The driving force of this movie is DiGiovanni as Ian and Combs as the Mold. The former is fantastic and completely believable. It’s so easy to get behind him as he starts to turn his life around aided by Combs’ Mold.
As things get better for him, Ian meets his neighbour Leah (Danielle Doetsch) and falls madly in love with her. She’s not put off by his quirks as she has plenty of her own too. The pair have good chemistry and their initial interaction is really endearing. Another role worth praising is Ian’s landlord, Box the Ox (Pete Giovagnoli) who offers up plenty comedic moments as a bit of a goon but one willing to give Ian a bit of a break. There isn’t a bad actor or character in Motivational Growth with each one offering something unique to the story.
Talking of which…
The story is well put together and the use of 8-bit chip-tunes and video-game style cut-scenes add much to the overall look and feel of the movie. However, it does begin to lose its way in the final third as the weirdness is dialled up and it begins to confuse. Is any of this real or is it all in his head? This is compounded by the finale that might alienate a fair few viewers.

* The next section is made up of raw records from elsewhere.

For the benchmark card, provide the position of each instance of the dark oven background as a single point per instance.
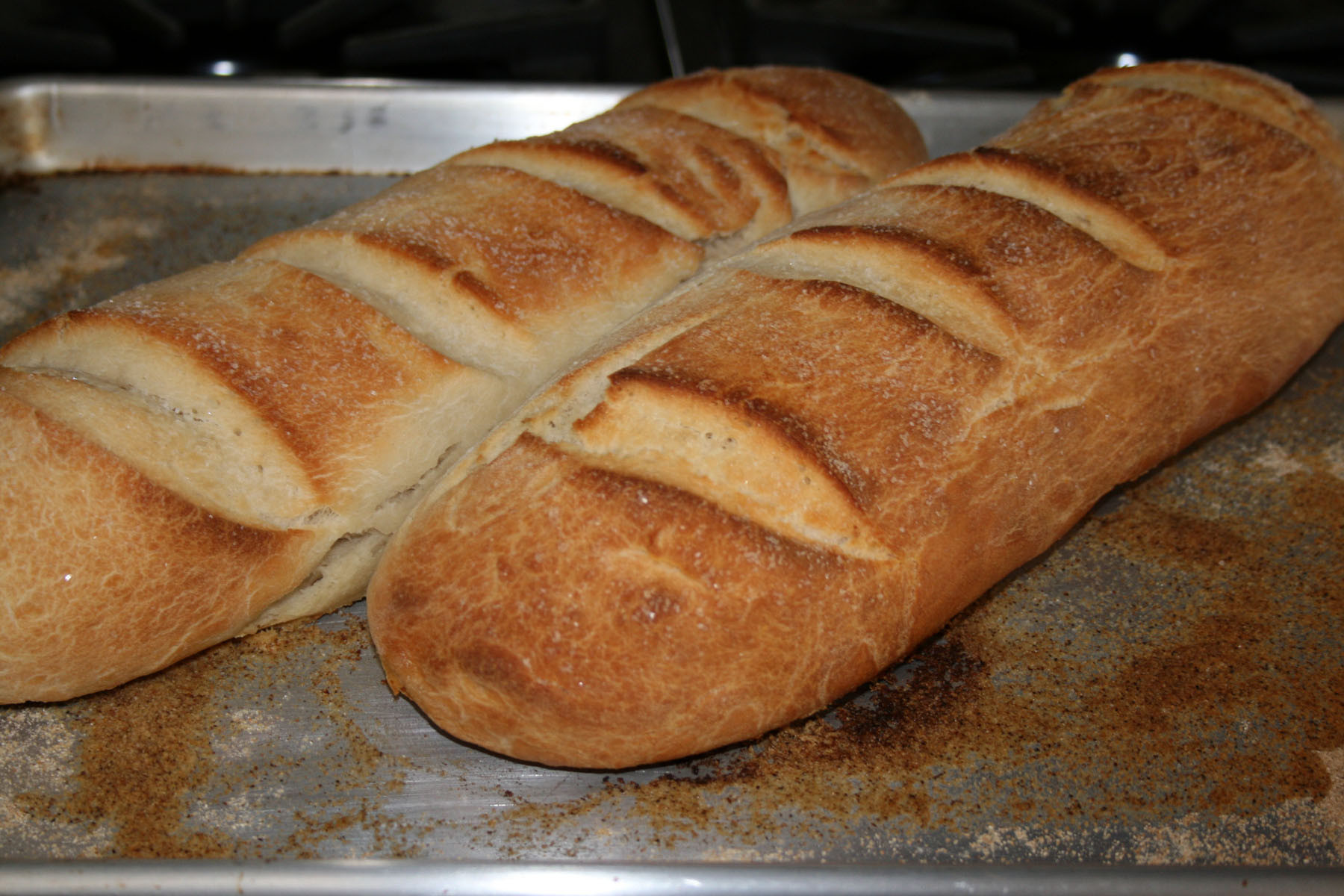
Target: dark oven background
(1011, 45)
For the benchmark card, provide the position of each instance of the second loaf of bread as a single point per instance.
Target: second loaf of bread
(806, 462)
(230, 448)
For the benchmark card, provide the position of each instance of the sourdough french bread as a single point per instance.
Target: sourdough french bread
(231, 447)
(804, 462)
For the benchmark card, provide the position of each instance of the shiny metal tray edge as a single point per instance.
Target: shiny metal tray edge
(522, 879)
(367, 127)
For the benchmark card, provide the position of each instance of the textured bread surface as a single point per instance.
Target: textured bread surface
(809, 458)
(233, 447)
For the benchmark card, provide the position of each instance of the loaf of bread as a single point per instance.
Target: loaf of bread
(803, 464)
(230, 448)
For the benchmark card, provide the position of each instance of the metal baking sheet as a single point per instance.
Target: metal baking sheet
(1155, 706)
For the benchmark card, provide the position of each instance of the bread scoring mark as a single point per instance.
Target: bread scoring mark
(927, 279)
(1234, 89)
(1033, 180)
(724, 452)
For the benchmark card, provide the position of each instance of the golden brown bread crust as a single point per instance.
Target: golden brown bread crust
(969, 356)
(99, 508)
(230, 448)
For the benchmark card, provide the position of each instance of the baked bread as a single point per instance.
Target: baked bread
(230, 448)
(804, 462)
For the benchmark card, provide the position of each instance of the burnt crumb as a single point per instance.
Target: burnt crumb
(151, 780)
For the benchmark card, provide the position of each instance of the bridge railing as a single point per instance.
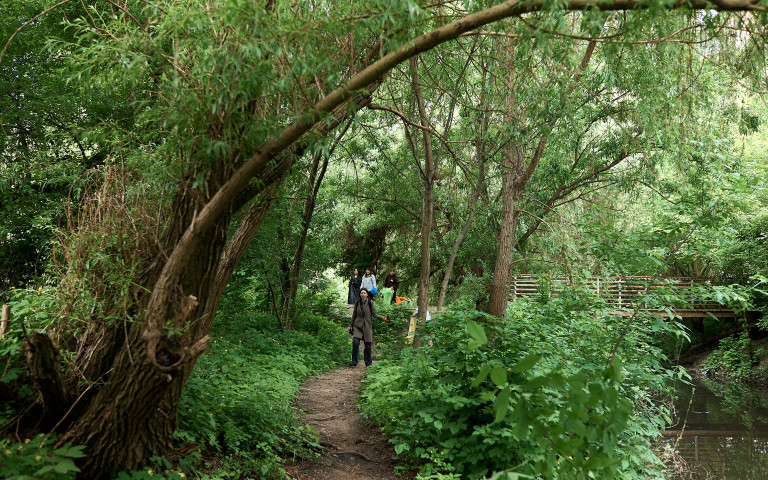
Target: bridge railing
(627, 293)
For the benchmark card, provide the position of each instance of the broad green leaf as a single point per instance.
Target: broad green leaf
(499, 375)
(477, 332)
(526, 363)
(501, 405)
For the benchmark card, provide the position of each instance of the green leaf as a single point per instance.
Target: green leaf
(499, 375)
(481, 376)
(526, 363)
(501, 405)
(477, 332)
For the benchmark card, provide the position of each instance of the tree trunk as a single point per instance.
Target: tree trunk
(133, 414)
(480, 155)
(515, 177)
(316, 175)
(427, 206)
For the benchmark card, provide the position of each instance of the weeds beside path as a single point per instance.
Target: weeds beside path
(351, 450)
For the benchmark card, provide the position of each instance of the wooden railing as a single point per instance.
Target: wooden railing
(684, 295)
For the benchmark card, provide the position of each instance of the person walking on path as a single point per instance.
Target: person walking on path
(354, 287)
(369, 283)
(392, 282)
(361, 328)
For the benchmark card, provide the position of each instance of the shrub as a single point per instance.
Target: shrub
(733, 357)
(536, 395)
(238, 400)
(38, 458)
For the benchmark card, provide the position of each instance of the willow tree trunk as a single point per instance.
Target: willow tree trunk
(133, 415)
(427, 204)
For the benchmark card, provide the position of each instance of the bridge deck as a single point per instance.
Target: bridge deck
(685, 296)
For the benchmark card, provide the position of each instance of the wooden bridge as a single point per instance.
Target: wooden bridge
(684, 296)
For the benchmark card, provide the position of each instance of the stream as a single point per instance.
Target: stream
(721, 430)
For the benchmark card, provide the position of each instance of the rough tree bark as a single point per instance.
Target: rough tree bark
(480, 157)
(517, 171)
(427, 202)
(316, 175)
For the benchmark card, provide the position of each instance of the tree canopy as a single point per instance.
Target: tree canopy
(148, 145)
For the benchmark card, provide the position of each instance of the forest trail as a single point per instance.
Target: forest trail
(351, 450)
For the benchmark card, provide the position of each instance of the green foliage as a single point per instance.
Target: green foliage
(257, 369)
(38, 458)
(35, 310)
(733, 357)
(534, 396)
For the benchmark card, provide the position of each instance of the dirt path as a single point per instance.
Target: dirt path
(351, 449)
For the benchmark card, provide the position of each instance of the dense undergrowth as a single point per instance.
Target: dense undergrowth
(539, 395)
(236, 418)
(536, 395)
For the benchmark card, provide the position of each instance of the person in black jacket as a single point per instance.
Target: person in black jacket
(354, 287)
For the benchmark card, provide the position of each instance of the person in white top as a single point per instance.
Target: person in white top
(369, 283)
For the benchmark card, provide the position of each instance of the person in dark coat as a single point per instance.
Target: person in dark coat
(354, 287)
(392, 282)
(361, 327)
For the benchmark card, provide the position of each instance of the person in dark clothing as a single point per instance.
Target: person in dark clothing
(361, 328)
(392, 282)
(354, 287)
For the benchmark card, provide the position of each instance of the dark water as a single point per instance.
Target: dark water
(721, 430)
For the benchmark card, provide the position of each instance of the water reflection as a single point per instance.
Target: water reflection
(721, 430)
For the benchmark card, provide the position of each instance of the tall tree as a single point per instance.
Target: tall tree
(222, 91)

It’s a real shame as up to that point, Motivational Growth is an excellent movie. One that asks you to invest in characters worth investing in. The visual tricks really add a lot and while it is light on gore, it does have plenty of gross out moments. Such as Ian vomiting goo, rotting bodies and fungus eating!
It’s a really weird film but credit where credit is due, it’s a unique idea that works mostly overall.